My joy at finding Grandpa on the census is mixed with much sadness though.
Despite living with the Buckleys since he was a toddler, whichever family member spoke to the Census worker (most likely, Mary “Ma” Buckley) referred to my grandfather simply as a “lodger” — not a son or brother, not a foster son or foster brother, not even a ward. A “lodger”. Like young Michael lived there by choice, temporarily. The Buckleys never adopted my grandfather. He remained an orphan his entire life, and he never really had any sense of family until he married my grandmother and had children of their own.
It also saddens me to see that Grandpa was the only Flanagan boy living with the Buckleys by April 1940. I know through the orphan records, and from family recollections, that at least one or two of Grandapa’s older brothers were also placed into foster care with the Buckleys — including Michael’s brother Patrick, who was just one year older than Grandpa. Yet, Patrick (who would have only been 13) and the other brothers are not listed as part of this household. Family members tell me that the other boys all ran away, numerous times. But, Grandpa was too little to take with them. So, he got left behind.
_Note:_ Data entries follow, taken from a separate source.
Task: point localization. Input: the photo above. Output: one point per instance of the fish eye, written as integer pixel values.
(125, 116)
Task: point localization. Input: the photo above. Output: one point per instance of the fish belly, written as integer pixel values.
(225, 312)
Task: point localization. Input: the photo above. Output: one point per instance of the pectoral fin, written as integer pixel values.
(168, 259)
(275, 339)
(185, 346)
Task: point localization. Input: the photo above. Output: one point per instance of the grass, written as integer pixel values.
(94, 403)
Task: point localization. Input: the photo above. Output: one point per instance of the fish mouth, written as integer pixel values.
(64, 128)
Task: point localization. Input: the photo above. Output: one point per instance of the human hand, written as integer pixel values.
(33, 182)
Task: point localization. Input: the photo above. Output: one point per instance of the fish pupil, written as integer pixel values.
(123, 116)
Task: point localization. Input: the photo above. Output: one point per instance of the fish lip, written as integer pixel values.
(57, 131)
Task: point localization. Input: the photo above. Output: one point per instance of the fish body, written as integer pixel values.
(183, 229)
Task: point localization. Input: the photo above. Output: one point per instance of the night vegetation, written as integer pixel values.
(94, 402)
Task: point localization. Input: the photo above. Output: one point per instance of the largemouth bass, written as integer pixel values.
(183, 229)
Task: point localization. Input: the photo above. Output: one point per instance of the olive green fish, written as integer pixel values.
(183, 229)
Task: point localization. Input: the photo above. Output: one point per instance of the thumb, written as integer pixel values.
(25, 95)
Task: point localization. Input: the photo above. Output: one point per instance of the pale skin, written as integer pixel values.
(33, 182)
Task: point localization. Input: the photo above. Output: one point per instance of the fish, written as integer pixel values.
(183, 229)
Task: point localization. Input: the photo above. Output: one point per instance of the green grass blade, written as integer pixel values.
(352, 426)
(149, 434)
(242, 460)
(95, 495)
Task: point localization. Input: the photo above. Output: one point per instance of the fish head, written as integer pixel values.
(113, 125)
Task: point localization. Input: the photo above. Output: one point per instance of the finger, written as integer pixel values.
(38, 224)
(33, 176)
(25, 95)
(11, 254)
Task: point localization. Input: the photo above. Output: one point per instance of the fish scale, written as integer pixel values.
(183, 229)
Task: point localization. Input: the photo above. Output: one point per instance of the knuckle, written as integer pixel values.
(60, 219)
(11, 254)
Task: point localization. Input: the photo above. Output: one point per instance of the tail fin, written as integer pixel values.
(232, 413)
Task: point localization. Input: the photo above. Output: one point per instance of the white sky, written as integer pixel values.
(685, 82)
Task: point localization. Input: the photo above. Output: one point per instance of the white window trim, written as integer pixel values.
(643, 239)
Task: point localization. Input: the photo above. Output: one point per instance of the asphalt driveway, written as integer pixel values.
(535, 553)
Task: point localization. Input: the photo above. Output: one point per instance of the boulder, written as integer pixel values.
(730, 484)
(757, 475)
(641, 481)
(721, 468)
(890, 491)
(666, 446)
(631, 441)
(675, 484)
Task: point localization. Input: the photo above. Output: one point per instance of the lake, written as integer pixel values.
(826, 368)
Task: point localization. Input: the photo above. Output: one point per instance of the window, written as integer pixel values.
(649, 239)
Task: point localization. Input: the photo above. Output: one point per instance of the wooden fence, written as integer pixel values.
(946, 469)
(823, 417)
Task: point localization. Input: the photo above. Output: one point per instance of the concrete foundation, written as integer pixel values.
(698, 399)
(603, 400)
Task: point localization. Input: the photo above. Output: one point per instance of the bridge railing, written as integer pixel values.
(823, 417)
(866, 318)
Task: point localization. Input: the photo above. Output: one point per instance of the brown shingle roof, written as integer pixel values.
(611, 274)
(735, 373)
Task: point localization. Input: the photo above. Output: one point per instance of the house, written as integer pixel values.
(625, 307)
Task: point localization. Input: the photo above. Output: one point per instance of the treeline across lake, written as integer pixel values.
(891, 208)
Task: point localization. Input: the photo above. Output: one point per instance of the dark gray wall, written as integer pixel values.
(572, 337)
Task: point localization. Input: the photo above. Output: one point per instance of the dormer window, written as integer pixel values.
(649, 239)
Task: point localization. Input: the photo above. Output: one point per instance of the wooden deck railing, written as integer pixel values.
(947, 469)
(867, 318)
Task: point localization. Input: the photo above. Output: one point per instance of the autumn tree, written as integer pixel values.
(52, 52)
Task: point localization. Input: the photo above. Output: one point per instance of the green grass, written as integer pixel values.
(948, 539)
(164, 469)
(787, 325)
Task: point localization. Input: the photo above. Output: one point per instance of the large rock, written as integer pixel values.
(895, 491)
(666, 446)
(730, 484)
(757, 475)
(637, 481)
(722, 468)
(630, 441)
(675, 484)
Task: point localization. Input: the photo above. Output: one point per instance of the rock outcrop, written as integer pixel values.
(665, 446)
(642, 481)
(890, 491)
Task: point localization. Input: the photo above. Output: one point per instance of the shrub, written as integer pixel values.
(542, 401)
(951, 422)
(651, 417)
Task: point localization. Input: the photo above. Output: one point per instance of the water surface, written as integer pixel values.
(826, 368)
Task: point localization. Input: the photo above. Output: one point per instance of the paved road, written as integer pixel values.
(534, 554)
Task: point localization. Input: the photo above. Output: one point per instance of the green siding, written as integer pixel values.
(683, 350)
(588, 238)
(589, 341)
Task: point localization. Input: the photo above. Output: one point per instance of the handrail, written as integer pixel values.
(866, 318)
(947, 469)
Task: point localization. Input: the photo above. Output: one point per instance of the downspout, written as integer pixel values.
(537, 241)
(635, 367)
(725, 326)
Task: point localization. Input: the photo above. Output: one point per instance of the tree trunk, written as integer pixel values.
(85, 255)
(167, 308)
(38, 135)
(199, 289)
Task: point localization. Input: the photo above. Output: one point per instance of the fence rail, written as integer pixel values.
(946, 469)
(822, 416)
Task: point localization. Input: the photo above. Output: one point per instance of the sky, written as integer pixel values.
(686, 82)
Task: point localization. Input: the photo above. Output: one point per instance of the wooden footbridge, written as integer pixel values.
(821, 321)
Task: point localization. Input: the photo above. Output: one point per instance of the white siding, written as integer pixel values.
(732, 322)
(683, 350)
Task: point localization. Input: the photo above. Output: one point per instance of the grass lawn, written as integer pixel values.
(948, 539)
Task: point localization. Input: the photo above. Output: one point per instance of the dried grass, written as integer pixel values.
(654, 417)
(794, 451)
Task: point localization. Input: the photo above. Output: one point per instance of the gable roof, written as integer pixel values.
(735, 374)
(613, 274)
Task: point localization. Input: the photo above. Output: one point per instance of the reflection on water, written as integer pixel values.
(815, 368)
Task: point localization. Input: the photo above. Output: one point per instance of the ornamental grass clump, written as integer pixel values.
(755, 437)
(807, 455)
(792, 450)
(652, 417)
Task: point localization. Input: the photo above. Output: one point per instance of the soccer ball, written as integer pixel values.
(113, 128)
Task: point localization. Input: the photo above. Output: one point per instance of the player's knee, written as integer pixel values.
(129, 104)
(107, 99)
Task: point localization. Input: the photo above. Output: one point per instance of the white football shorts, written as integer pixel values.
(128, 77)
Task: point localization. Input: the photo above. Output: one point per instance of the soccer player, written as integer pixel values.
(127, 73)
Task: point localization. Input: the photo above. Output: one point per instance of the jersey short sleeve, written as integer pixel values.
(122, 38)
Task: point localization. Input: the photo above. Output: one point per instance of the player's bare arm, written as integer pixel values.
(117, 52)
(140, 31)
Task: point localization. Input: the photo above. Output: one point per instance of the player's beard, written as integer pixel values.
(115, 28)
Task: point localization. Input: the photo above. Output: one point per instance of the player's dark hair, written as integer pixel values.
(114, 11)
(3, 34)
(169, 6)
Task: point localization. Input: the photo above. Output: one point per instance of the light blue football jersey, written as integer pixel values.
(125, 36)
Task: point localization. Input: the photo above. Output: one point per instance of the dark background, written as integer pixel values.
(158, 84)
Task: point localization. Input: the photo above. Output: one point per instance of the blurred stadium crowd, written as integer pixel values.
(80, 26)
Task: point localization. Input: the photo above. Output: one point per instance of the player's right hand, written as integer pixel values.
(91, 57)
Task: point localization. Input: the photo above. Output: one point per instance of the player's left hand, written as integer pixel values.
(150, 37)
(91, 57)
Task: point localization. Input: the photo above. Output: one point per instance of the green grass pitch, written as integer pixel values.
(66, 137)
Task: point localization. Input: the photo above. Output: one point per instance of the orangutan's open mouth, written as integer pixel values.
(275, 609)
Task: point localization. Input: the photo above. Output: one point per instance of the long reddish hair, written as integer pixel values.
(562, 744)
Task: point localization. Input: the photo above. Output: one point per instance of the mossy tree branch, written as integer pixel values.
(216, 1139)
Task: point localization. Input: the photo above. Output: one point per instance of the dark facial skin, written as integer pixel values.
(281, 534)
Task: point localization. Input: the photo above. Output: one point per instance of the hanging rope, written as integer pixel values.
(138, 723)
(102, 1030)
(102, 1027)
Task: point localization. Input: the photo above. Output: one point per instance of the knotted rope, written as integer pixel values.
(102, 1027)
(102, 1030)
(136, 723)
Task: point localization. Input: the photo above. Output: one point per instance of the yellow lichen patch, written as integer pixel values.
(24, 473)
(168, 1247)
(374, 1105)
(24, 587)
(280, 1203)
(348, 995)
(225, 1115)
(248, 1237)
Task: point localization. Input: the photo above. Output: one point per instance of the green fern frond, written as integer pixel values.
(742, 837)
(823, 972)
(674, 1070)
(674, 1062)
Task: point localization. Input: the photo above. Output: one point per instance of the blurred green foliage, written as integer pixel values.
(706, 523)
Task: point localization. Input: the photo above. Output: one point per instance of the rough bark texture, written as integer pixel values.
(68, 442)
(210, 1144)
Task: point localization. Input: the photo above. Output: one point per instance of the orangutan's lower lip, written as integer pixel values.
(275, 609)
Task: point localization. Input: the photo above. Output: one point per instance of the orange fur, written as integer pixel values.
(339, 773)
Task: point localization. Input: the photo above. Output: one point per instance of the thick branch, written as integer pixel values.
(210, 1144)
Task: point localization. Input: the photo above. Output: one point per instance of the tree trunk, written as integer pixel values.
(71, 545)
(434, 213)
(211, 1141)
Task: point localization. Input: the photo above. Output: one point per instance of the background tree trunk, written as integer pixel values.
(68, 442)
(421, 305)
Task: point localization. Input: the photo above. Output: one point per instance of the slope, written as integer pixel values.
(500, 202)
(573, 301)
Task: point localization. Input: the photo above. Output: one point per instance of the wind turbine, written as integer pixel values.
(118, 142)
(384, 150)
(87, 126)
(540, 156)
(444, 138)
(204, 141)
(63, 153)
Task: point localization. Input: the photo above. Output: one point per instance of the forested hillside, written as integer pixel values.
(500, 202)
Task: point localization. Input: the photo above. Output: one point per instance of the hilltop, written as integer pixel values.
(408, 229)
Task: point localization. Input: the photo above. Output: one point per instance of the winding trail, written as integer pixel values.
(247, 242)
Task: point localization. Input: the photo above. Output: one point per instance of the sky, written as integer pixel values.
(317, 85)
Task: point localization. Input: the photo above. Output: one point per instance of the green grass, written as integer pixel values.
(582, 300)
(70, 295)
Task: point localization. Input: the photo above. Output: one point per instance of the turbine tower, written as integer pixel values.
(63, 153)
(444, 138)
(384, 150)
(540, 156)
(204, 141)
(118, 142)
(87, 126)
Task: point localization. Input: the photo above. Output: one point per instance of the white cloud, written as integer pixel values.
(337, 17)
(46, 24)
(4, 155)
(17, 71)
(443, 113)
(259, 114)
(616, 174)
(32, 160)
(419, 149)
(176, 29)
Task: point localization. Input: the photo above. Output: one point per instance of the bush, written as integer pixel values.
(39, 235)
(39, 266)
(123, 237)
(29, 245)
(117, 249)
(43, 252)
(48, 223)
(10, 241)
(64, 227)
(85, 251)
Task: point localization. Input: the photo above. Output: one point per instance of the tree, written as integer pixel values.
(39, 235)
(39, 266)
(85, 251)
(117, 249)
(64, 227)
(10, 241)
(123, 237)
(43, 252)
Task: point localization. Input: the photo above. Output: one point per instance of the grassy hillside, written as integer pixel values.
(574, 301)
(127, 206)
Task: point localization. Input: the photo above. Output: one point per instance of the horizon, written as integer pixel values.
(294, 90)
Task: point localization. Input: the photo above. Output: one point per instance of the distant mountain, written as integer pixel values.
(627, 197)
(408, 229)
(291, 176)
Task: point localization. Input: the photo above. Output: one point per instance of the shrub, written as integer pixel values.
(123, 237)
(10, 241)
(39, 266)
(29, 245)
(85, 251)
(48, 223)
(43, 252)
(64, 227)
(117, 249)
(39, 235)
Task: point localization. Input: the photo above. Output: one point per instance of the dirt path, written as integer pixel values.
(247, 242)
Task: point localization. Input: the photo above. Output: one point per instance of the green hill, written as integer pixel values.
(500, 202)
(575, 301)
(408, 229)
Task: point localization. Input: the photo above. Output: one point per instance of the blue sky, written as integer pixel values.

And this was the start of how Grandpa became separated from his brothers. And all alone.
I get choked up every time I think about this because my grandfather — a soft-hearted loving prankster of a man who doted on his children, grandchildren, and great-grandchildren — never quit suffering from the hurt of his childhood. He never knew a sense of family growing up. He never felt wanted as a child.
But, at least Grandpa felt wanted and loved and adored as a husband, father, grandfather, and great-grandfather..and he died knowing this.